Synthetic data uses machine learning to analyze real data sets while producing fake ones with similar characteristics and diversity. Multiparty computation deploys cryptography so parties with limited trust can share and analyze data without uncovering the underlying data set.
“These approaches are designed to allow you to do computing on encrypted data without decrypting. They’re precious when you’re trying to solve the problem, and you don’t have trusted infrastructure on which to compute,” Nerurkar explained. “If you were trying to store data in the cloud but didn’t trust your cloud provider, these encryption techniques are useful for that.
“Or you’re trying to get two or three different banks to analyze their shared data jointly, but you don’t have a trusted execution environment to run that calculation.”
When faster isn’t better in data sharing
Your need for speed depends on your use case, Nerurkar said. Getting new data in real-time isn’t helpful in sectors with less activity.

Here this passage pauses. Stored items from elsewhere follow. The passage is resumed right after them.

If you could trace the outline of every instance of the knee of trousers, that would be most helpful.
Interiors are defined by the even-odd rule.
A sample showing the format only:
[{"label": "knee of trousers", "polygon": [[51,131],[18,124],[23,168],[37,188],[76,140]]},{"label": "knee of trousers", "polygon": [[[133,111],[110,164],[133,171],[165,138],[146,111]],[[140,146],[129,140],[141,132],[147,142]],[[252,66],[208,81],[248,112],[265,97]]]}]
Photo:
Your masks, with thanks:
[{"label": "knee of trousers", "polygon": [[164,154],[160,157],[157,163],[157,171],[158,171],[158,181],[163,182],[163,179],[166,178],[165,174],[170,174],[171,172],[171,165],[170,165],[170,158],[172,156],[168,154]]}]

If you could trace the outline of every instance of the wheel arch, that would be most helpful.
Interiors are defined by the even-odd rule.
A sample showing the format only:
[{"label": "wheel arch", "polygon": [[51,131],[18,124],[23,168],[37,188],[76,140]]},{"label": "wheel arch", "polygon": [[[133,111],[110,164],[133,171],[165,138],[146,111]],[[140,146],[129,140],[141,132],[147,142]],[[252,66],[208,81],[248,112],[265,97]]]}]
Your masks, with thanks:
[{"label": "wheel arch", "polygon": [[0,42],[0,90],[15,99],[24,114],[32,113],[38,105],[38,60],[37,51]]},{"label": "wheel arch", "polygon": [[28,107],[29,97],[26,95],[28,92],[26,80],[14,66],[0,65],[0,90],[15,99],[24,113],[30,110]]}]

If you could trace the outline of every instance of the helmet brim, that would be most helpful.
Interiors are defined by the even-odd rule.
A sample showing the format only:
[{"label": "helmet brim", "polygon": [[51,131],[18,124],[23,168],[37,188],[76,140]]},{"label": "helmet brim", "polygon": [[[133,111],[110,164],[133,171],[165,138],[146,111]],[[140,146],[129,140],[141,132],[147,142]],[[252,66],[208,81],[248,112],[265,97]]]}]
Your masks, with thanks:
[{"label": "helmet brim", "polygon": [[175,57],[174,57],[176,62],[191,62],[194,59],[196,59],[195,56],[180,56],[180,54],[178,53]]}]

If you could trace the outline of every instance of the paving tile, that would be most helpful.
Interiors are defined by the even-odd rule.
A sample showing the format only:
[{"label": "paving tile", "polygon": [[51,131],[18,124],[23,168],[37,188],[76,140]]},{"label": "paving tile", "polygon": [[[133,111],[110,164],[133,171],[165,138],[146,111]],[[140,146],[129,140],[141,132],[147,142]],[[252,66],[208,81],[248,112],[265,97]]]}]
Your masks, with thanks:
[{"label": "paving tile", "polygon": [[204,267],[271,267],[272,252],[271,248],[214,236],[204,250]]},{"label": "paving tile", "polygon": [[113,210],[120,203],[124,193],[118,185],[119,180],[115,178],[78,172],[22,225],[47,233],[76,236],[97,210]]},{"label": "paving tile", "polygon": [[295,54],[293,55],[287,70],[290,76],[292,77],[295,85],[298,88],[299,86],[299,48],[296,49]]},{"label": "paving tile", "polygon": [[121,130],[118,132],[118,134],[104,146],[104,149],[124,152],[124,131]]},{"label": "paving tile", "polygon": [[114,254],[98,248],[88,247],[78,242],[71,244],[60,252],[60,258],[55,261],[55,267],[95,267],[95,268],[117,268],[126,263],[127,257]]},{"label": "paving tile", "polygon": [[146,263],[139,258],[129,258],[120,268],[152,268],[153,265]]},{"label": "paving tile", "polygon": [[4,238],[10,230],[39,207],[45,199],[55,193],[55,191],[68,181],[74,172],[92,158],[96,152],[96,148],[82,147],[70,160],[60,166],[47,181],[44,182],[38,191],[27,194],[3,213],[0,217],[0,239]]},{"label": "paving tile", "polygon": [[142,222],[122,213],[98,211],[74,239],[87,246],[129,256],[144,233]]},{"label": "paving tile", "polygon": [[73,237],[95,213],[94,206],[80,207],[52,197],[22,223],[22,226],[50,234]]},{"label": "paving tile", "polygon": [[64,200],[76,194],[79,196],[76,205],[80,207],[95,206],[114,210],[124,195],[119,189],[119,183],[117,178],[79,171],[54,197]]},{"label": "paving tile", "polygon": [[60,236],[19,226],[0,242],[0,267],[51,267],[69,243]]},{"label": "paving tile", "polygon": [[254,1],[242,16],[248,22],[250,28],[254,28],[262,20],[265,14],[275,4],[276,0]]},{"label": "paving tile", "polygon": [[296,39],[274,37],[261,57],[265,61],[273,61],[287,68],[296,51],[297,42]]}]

You’re wasting resources on unnecessarily complex systems. Aggregating these types of data will give you more significant insights.
“If you tried to share (this) data real-time, you’d have to obfuscate it so much that you’d learn nothing useful,” Nerurkar said. “But if you (aggregate it) at the daily level, when you share the data, you wouldn’t talk to obfuscate it as much because it has many more data points that you can you can use”
Institutional banks are the biggest winners
Perhaps the biggest benefactors of these new approaches are institutional banks, Nerurkar suggested. They can receive aggregated data from their retail arms.
It’s a significant step forward from the status quo from even two years ago, when there was a clear line between a bank’s institutional and retail arms. They either didn’t share data at all, or the information they shared wasn’t valuable.
LeapYear helps their clients share that data across their various sections in manners that respect the privacy and confidentiality of cardholders and merchants.
“All parties that have any relationship with the bank are fully protected from their data being disclosed,” Nerurkar said. “Yet the data can be made available in a very rich way for analytics to the institutional parts of the business and their clients.”
Just say yes
While most of the industry knows there are opportunities to share data internally and externally, they say “no” due to not knowing the art of the possible, Nerurkar explained. Invest the time to learn the ins and outs of these different techniques so you can generate maximum benefit and differentiate yourselves from competitors.
“Sometimes business leaders will say, ‘I’m not sharing my agency trading data at all because I can’t compromise my clients’, which makes perfect sense,” Nerurkar said. “Or they’ll say, ‘I’m not going to share my credit card data because I can’t compromise my merchants’.”
“Only part of that statement is true. You can’t compromise your merchants. You can’t compromise your paying clients. But it doesn’t mean you can’t get insights from the data. The most important thing we’ve done at LeapYear is come up with a separation… We enable you to share insights from the data without compromising the parties in the data.”